Tableau 1 :  La richesse au Canada autour de 2005

 

 

Nombre de millionnaires : 350 000

Ventilation :
          310 000 millionnaires      (1 M$ - 5 M$)
            47 000 millionnaires      (5 M$ - 10 M$)
            18 000 millionnaires      (> 10 M$)

Tableau 2 :  Répartition des millionnaires canadiens

 

Colombie-Britannique

65 000

Alberta

50 000

Ontario

160 000

Québec

70 000

Reste du Canada

30 000


Une approche intégrée
Traditionnellement, bon nombre de Canadiens bien nantis faisaient affaire avec de multiples conseillers dans les domaines suivants : opérations bancaires, impôts, planification d’entreprise et planification générale de la succession. Si les besoins bancaires de ces Canadiens concernaient habituellement l’épargne ou les emprunts, certains consultaient un autre conseiller pour leurs placements. Toutefois, la meilleure façon de répondre à tous les besoins des Canadiens fortunés d’aujourd’hui consiste à recourir à une approche intégrée.

Du fait de l’augmentation du nombre de millionnaires canadiens, deux méthodes distinctes de préservation du patrimoine sont apparues. Les moins de 60 ans qui ont fait fortune ont tendance à se tourner vers une gestion efficace des flux de trésorerie, tandis que le groupe des 60 ans et plus (qui sont davantage susceptibles d’avoir hérité de leur richesse) se tournent davantage vers la gestion des actifs. La gestion intégrée du patrimoine a de plus en plus la faveur des deux groupes.

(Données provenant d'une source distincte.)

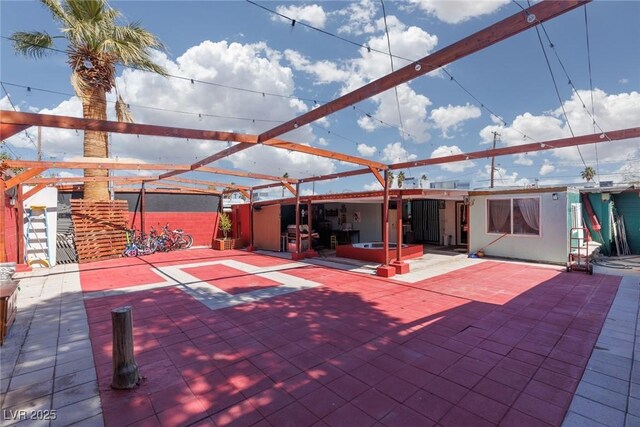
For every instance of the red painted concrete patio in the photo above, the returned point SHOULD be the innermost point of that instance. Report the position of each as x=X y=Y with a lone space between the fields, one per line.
x=492 y=344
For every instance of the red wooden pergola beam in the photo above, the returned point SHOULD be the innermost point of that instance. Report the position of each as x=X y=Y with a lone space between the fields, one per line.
x=222 y=154
x=335 y=175
x=244 y=174
x=24 y=176
x=290 y=188
x=66 y=122
x=526 y=148
x=484 y=38
x=7 y=130
x=323 y=153
x=33 y=191
x=203 y=182
x=82 y=179
x=99 y=163
x=379 y=177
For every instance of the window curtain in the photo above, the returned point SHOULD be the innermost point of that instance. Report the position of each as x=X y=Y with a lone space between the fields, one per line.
x=530 y=209
x=499 y=214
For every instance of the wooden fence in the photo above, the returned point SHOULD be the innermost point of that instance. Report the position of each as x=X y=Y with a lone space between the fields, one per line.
x=99 y=228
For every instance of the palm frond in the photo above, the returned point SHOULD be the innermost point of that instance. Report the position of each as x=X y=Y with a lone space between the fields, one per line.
x=56 y=10
x=122 y=111
x=86 y=10
x=35 y=44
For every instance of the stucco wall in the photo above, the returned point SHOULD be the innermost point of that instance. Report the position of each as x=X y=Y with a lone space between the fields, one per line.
x=550 y=246
x=448 y=222
x=370 y=224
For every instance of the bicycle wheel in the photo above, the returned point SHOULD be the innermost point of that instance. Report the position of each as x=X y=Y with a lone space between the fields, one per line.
x=131 y=252
x=184 y=242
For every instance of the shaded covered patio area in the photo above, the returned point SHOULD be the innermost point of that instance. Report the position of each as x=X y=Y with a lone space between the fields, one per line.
x=238 y=338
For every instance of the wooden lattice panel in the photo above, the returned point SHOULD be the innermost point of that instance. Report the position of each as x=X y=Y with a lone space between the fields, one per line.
x=99 y=228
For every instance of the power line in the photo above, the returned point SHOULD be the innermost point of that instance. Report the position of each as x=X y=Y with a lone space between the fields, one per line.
x=555 y=84
x=15 y=109
x=409 y=60
x=593 y=113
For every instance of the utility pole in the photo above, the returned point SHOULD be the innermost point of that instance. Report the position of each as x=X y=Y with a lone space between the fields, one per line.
x=39 y=143
x=493 y=158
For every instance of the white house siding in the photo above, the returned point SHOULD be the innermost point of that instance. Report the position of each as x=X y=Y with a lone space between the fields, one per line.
x=370 y=219
x=550 y=246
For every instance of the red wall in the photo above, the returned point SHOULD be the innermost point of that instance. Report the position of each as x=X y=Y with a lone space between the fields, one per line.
x=241 y=226
x=200 y=225
x=10 y=231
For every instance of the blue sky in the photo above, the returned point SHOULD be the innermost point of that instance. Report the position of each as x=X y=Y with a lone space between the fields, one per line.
x=235 y=43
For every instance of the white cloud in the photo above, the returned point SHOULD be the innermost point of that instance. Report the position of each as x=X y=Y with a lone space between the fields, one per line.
x=313 y=15
x=5 y=104
x=454 y=12
x=354 y=73
x=451 y=117
x=373 y=186
x=444 y=151
x=524 y=159
x=360 y=17
x=296 y=164
x=366 y=150
x=413 y=107
x=250 y=66
x=546 y=168
x=395 y=153
x=324 y=71
x=612 y=112
x=501 y=178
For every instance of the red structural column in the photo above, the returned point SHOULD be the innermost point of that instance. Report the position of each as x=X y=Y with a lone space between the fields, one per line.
x=385 y=270
x=297 y=254
x=3 y=249
x=142 y=210
x=251 y=247
x=400 y=266
x=310 y=252
x=20 y=224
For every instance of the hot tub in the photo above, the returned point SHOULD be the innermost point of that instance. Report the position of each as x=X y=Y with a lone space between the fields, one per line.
x=374 y=251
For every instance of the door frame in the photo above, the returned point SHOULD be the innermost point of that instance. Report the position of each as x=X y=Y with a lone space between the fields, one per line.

L’approche intégrée va bien au-delà des simples «conversations avec son banquier». Elle donne accès à une équipe multidisciplinaire de professionnels qui travaillent en collaboration pour gérer le réseau complexe des intérêts financiers, juridiques, commerciaux et familiaux, de façon à atteindre un équilibre approprié. Ainsi, BMO Banque privée Harris jumelle chaque client avec un conseiller dévoué qui travaille ensuite avec une équipe interne de spécialistes en planification de la relève, gestion des placements, planification successorale et fiduciaire, philanthropie et transmission du patrimoine pour régler les questions pertinentes. Le conseiller est la personne-ressource du client au quotidien, mais les membres de l’équipe intégrée travaillent ensemble à élaborer des solutions personnalisées adaptées aux besoins particuliers de chaque client. La facturation est fonction d’une échelle mobile, selon les services utilisés.

Parfois, c’est le principal conseiller externe du client (son comptable, par exemple) qui envoie ce dernier à la banque parce qu’il ne peut offrir la gamme de services que l’approche intégrée fournit. Dans ce cas, le comptable et l’équipe travaillent de concert pour proposer les meilleures solutions au client.

Selon les recherches de Williams Group, une société californienne de services conseils en gestion du patrimoine, l’approche intégrée permet d’accroître la probabilité de préserver le patrimoine d’un client pour les générations futures. La viabilité financière ne va pas de soi. Les clients doivent trouver un gestionnaire de patrimoine qui accorde la priorité à leurs intérêts et leurs besoins, et qui travaille en collaboration avec eux pour trouver des solutions à la complexité de leurs finances et tenir compte de leurs nombreuses activités, de manière à préserver leur patrimoine et leur tranquillité d’esprit.


Terry Jenkins est premier vice-président et premier directeur général, BMO Banque privée Harris à Toronto.